Some of the books on a certain shelf are in English, and the rest of the books are in Spanish....

Understanding the Question

We need to find the probability that at least one of 2 randomly chosen books will be English.

Let's clarify what we know:

• Books on shelf are either English or Spanish (no other languages)
• We're selecting 2 books without replacement
• We want P(at least one English book)

Key probability insight: \(\mathrm{P(at\,least\,one\,English)} = 1 - \mathrm{P(both\,Spanish)}\)

Here's the crucial point: To find a unique probability value, we need the exact number of Spanish and English books. A ratio alone won't suffice because the same ratio with different absolute numbers yields different probabilities when selecting without replacement.

Analyzing Statement 1

Statement 1 tells us: The ratio of Spanish to English books is 3:1.
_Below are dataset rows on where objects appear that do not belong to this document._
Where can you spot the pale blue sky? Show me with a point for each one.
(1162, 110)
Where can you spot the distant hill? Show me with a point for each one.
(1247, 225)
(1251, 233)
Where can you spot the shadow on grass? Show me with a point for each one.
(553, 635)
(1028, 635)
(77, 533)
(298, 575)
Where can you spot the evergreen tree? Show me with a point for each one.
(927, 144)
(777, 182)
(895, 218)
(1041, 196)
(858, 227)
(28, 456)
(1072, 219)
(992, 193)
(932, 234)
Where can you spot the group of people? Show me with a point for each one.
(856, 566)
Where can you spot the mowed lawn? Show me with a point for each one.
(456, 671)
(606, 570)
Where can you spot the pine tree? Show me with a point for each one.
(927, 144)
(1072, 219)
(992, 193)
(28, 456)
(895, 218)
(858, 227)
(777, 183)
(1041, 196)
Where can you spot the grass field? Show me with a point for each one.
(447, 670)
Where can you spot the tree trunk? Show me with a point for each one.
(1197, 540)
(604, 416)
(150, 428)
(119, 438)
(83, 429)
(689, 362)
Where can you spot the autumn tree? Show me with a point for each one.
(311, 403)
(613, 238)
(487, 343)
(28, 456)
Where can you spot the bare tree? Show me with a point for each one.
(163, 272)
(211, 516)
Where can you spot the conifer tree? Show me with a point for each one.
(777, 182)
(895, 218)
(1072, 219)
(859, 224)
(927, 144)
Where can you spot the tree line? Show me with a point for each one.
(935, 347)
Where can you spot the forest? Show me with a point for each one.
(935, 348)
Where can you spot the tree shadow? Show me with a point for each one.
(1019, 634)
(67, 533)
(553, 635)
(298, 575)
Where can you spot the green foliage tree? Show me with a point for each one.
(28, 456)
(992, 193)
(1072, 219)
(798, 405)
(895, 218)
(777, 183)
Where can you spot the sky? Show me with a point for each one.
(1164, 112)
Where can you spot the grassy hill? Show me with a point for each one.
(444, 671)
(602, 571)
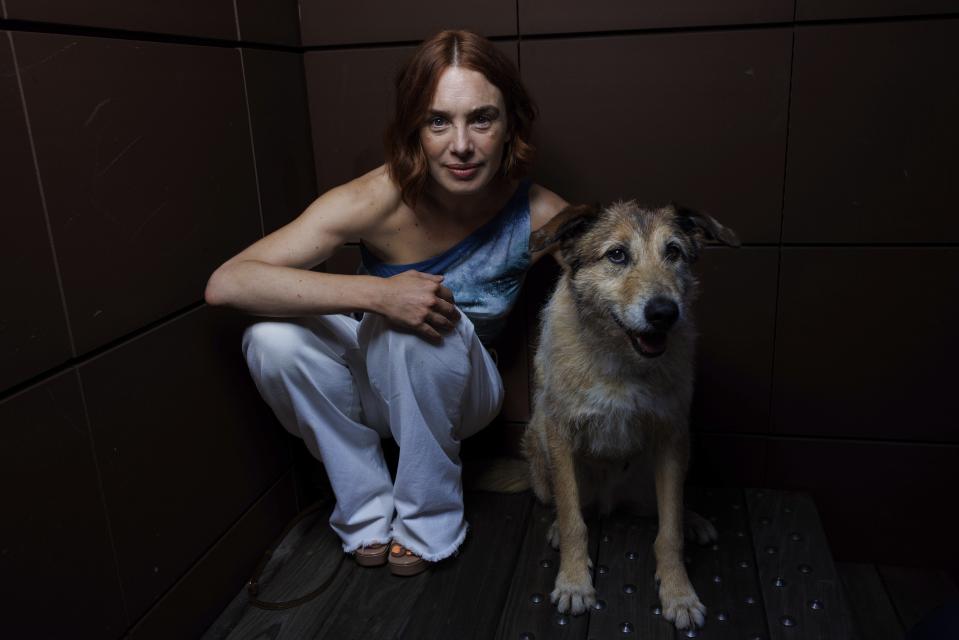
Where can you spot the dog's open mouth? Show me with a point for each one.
(648, 343)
This means for every 3 Spanish books, there's 1 English book. Our possibilities include:

• 3 Spanish, 1 English (4 total)
• 6 Spanish, 2 English (8 total)
• 9 Spanish, 3 English (12 total)
• And so on...

Let's test two scenarios to demonstrate they yield different probabilities:

Scenario 1: 3 Spanish, 1 English (4 books total)

• P(both Spanish) = \(\frac{3}{4} \times \frac{2}{3} = \frac{6}{12} = \frac{1}{2}\)
• P(at least one English) = \(1 - \frac{1}{2} = \)\(\frac{1}{2}\)
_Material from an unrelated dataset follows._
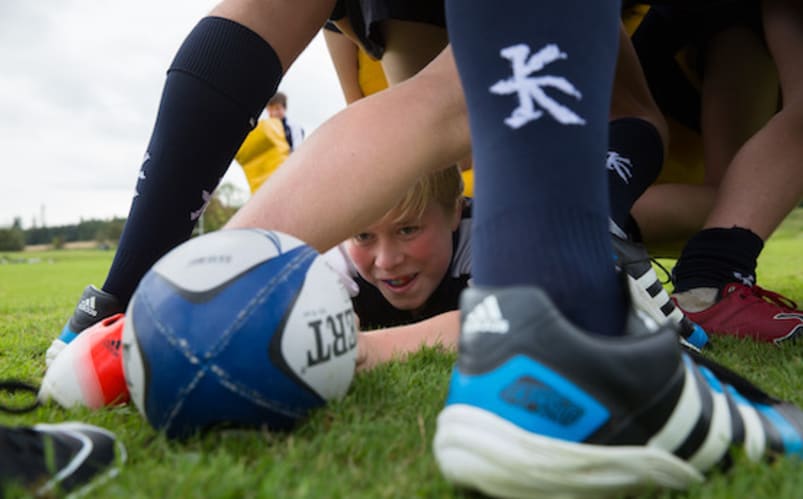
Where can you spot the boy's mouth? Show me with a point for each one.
(399, 282)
Scenario 2: 6 Spanish, 2 English (8 books total)

• P(both Spanish) = \(\frac{6}{8} \times \frac{5}{7} = \frac{30}{56} = \frac{15}{28}\)
• P(at least one English) = \(1 - \frac{15}{28} = \frac{13}{28} \approx \)0.464

Since \(\frac{1}{2} \neq \frac{13}{28}\), we've proven that different scenarios with the same 3:1 ratio produce different probabilities.

[STOP - Not Sufficient!] Statement 1 is NOT sufficient.

This eliminates answer choices A and D.

Analyzing Statement 2

Important: We now forget Statement 1 completely and analyze Statement 2 independently.

Statement 2 tells us: There are fewer than 20 books on the shelf.

This constraint gives us an upper bound but reveals nothing about the Spanish-English distribution. Consider these possibilities:

• 19 books: all Spanish, 0 English → P(at least one English) = \(0\)
• 10 books: 5 Spanish, 5 English → P(at least one English) = \(\frac{3}{4}\)
• 15 books: 14 Spanish, 1 English → P(at least one English) = \(\frac{2}{15}\)

Without knowing the distribution, we cannot determine a unique probability.

[STOP - Not Sufficient!] Statement 2 is NOT sufficient.

This eliminates answer choices B and D (already eliminated).

Combining Both Statements

Now we use both pieces of information:

• Spanish:English ratio is 3:1 (Statement 1)
• Total books < 20 (Statement 2)

With a 3:1 ratio, the total number of books must be a multiple of 4 (since 3 + 1 = 4). Given the constraint of fewer than 20 books, our possible totals are: 4, 8, 12, or 16.

This gives us exactly four possible scenarios:

• 4 books total: 3 Spanish, 1 English → P(at least one English) = \(\frac{1}{2}\)
• 8 books total: 6 Spanish, 2 English → P(at least one English) = \(\frac{13}{28}\)
• 12 books total: 9 Spanish, 3 English
• 16 books total: 12 Spanish, 4 English

We've already demonstrated that the 4-book and 8-book scenarios yield different probabilities (\(\frac{1}{2}\) vs \(\frac{13}{28}\)).

Why do different totals give different probabilities? In "without replacement" problems, removing a book has a proportionally larger impact on smaller totals. Think of it this way: removing 1 book from 4 changes the pool by 25%, but removing 1 book from 16 changes it by only 6.25%.

Since we have multiple valid scenarios that produce different probability values, the statements together are NOT sufficient.

[STOP - Not Sufficient!] Even combined, we cannot determine a unique answer.

This eliminates answer choices A, B, C, and D.

The Answer: E

Even with both pieces of information, we cannot determine a unique probability because different valid book totals (4, 8, 12, or 16) yield different probability values.

Answer Choice E: "The statements together are not sufficient."